The Shenendehowa Central School District has sent a letter to the town of Clifton Park saying the school board is ready to talk about selling 32 acres of undeveloped land to the town.
At Tuesday night’s board meeting, district Superintendent Oliver Robinson discussed with board members all of the options available to them in deciding what to do with the land. The 32 acres was the topic of a recent referendum. The final vote of that referendum — 5,442 no to 2,323 yes — stopped the sale of the land to BBL construction, but it did not prohibit the school board from putting the parcel up for sale again.

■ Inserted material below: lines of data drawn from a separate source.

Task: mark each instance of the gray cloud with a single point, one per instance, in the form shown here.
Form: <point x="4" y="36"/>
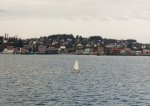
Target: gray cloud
<point x="83" y="9"/>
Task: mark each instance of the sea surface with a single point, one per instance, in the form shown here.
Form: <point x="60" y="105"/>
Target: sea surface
<point x="49" y="80"/>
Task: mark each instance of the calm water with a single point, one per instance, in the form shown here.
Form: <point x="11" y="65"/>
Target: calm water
<point x="47" y="80"/>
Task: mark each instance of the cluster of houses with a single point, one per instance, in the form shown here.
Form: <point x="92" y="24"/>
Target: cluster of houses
<point x="68" y="44"/>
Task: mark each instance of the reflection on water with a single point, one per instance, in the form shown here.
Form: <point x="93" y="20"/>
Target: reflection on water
<point x="29" y="80"/>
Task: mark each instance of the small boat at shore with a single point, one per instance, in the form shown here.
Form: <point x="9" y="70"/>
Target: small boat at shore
<point x="76" y="66"/>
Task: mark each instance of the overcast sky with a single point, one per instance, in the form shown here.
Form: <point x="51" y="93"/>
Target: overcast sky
<point x="121" y="19"/>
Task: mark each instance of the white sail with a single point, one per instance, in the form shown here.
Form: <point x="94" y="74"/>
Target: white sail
<point x="76" y="66"/>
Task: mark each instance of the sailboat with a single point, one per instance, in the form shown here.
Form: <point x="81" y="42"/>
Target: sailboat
<point x="76" y="66"/>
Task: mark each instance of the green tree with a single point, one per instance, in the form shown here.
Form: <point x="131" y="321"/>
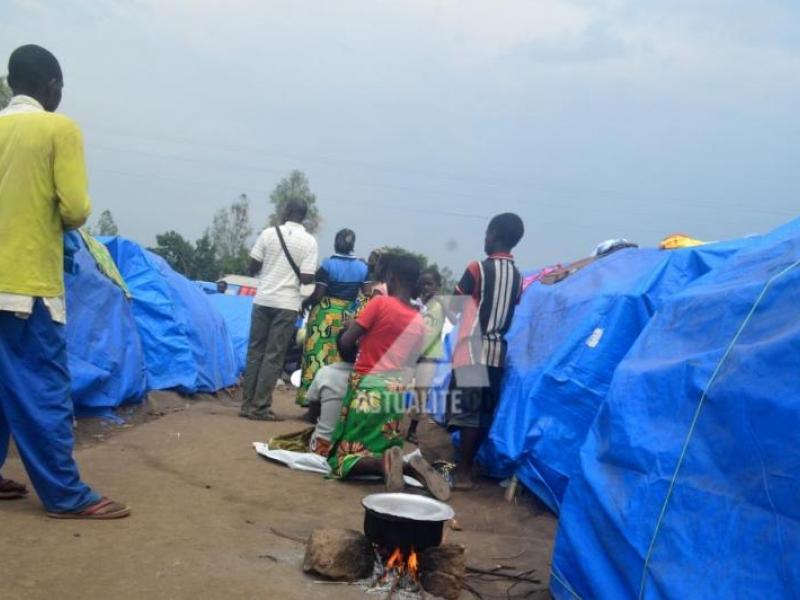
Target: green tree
<point x="106" y="224"/>
<point x="230" y="235"/>
<point x="204" y="260"/>
<point x="5" y="93"/>
<point x="177" y="251"/>
<point x="294" y="186"/>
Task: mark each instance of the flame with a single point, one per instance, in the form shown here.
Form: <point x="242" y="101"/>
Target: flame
<point x="395" y="560"/>
<point x="413" y="564"/>
<point x="398" y="562"/>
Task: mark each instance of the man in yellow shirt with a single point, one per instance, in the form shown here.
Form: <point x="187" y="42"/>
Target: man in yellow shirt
<point x="43" y="192"/>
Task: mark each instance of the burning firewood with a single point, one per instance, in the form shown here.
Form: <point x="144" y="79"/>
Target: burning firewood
<point x="442" y="570"/>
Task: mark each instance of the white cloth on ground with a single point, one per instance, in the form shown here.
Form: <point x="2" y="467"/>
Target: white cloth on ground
<point x="314" y="463"/>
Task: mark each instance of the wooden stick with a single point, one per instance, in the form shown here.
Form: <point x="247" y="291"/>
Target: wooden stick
<point x="393" y="588"/>
<point x="501" y="575"/>
<point x="472" y="590"/>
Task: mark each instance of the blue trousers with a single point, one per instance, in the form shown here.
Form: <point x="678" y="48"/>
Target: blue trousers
<point x="36" y="408"/>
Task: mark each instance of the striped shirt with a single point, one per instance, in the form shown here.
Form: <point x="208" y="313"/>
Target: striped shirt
<point x="494" y="287"/>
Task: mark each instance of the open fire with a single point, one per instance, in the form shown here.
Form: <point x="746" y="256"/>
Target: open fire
<point x="398" y="572"/>
<point x="398" y="565"/>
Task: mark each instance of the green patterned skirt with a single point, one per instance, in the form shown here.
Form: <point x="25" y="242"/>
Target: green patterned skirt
<point x="370" y="420"/>
<point x="324" y="323"/>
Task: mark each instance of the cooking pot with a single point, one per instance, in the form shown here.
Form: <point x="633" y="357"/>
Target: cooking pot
<point x="404" y="521"/>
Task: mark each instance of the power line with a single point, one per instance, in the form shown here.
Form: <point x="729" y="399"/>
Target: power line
<point x="598" y="192"/>
<point x="560" y="205"/>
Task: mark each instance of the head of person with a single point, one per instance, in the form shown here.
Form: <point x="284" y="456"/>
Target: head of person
<point x="401" y="274"/>
<point x="296" y="210"/>
<point x="503" y="233"/>
<point x="430" y="284"/>
<point x="35" y="72"/>
<point x="345" y="242"/>
<point x="346" y="354"/>
<point x="377" y="264"/>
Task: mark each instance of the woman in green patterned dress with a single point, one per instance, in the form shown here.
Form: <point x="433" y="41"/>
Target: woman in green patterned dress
<point x="338" y="282"/>
<point x="389" y="334"/>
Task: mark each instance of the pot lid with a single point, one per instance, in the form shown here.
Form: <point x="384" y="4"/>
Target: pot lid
<point x="408" y="506"/>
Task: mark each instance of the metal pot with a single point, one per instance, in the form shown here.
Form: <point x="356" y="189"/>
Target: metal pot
<point x="405" y="521"/>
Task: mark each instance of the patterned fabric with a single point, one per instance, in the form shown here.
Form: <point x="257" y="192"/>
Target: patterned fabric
<point x="104" y="261"/>
<point x="324" y="323"/>
<point x="494" y="286"/>
<point x="370" y="420"/>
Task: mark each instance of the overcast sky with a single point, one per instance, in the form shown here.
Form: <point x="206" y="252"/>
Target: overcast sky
<point x="416" y="120"/>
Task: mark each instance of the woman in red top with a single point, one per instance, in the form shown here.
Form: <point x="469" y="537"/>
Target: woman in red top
<point x="389" y="335"/>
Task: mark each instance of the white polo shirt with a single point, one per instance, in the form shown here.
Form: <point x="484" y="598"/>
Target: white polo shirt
<point x="278" y="285"/>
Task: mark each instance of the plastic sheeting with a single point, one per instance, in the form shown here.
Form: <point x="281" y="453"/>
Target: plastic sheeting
<point x="185" y="340"/>
<point x="105" y="356"/>
<point x="565" y="342"/>
<point x="237" y="312"/>
<point x="689" y="480"/>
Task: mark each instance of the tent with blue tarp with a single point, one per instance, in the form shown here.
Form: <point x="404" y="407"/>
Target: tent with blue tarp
<point x="565" y="342"/>
<point x="237" y="311"/>
<point x="104" y="351"/>
<point x="185" y="340"/>
<point x="689" y="479"/>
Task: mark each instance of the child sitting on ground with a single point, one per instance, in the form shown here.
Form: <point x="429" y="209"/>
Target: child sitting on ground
<point x="325" y="395"/>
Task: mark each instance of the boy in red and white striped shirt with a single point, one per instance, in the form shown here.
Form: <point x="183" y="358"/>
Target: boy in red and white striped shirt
<point x="492" y="287"/>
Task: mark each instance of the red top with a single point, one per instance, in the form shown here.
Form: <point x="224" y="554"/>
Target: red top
<point x="393" y="338"/>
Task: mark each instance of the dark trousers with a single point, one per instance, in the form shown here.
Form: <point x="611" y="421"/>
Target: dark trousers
<point x="270" y="332"/>
<point x="35" y="407"/>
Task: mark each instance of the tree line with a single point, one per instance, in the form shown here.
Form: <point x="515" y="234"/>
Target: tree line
<point x="224" y="247"/>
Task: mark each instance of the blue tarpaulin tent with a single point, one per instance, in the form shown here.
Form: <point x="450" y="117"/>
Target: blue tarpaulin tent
<point x="236" y="310"/>
<point x="565" y="342"/>
<point x="689" y="479"/>
<point x="185" y="340"/>
<point x="106" y="362"/>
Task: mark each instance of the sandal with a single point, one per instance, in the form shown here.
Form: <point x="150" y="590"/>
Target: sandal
<point x="393" y="469"/>
<point x="461" y="483"/>
<point x="11" y="490"/>
<point x="433" y="480"/>
<point x="269" y="416"/>
<point x="104" y="510"/>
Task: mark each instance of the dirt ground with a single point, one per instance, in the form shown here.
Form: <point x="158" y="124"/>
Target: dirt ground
<point x="214" y="520"/>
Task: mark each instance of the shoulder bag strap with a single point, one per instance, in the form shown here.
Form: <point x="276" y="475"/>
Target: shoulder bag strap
<point x="286" y="253"/>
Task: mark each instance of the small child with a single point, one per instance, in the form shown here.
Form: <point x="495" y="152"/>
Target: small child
<point x="325" y="395"/>
<point x="430" y="284"/>
<point x="492" y="287"/>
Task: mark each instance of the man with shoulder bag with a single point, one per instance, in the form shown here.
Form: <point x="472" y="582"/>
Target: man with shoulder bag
<point x="284" y="258"/>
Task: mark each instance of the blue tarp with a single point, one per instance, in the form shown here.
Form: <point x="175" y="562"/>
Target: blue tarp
<point x="105" y="353"/>
<point x="185" y="340"/>
<point x="689" y="479"/>
<point x="237" y="311"/>
<point x="565" y="342"/>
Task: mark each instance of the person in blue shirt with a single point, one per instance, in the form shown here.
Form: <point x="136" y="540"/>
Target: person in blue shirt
<point x="338" y="282"/>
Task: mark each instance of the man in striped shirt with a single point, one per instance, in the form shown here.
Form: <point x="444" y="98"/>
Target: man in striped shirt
<point x="491" y="289"/>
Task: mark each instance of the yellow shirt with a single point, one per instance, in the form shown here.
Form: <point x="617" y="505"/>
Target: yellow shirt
<point x="43" y="191"/>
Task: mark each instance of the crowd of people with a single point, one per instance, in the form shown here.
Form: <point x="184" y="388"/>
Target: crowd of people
<point x="374" y="342"/>
<point x="374" y="332"/>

The referendum came after months of contentious campaigning. Originally, the town offered to buy the land at price of $1 million. At the meeting, Robinson said that the land has an appraised value of $1.5 million.
In the past, Clifton Park Supervisor Phil Barrett has said that he is ready to talk with the school board at any time, but as of Tuesday night, the school board had not received an official proposal.
Robinson stressed that nothing discussed during Tuesday’s meeting represented any sort of concrete decision to go one way or the other.
“This is not a plan. This is just a discussion of options,” he said. He added that the letter to the town was meant to “get the ball rolling in a more formal way.”
Robinson said that any decision on the land depends on when, and if, the board receives an acceptable formal proposal from a buyer.
Board members were divided on how to proceed. Mary Blaauboer said that while the board originally thought that the land is unusable, it might be worth re-evaluating whether the district can in fact use the land. Board member Deanna Stephenson argued that an environmental review, which has not been done, would be the only accurate way to decide whether the land is truly usable.
Board member Gary DiLallo, who stressed the importance of getting a fair price for the land, cautioned against seeking an outside buyer and said that at this point it would only serve to “antagonize voters.” Board President Bob Pressly reiterated that if the town decides offer a proposal to buy the land, it needs to be a “motivated buyer.”
Ultimately, Robinson said, any course of action will require extensive conversations between the board and any potential buyer of the land, including the town.
“We have the music and the dance floor,” Robinson said. “The door is open.”